Alexander Graham Bell
In 1847 when Alexander Graham Bell was born, Washington, D.C. And Baltimore had just been connected by telegraph. The telegraph used Morse code, a system of dots and dashes to send messages. Bell was born in Scotland. His father was an inventor, too. Bell's father invented an alphabet and system of lip-reading for deaf people. Bell studied the science of acoustics because he wanted to help his deaf mother. He invented an electric piano that could be heard far away. Bell came to Canada first and then to the United States. When he first came to the U.S., he taught deaf students his father's lip reading system.

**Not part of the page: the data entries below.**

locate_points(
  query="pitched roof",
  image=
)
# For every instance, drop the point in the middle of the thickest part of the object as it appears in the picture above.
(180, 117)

He married a former deaf student Mabel Hubbard in 1877, not long after he got a patent for the telephone. Her father had financed his experiments. He developed the telephone by improving the telegraph. First, he got a single telegraph wire to carry more than one message at a time. Then he made instruments to transmit sounds. Three days after he got the patent, he and his assistant Thomas Watson were getting ready to try out a new transmitter when Bell spilled battery acid on his clothes. Upset he said, "Mr. Watson, come here. I want you." Watson, in another part of the house, heard his voice come over the transmitter! Bell was so excited that his transmitter had worked, he forgot all about the acid that had ruined his clothes. The next year, in 1877, came the first Bell Telephone Company.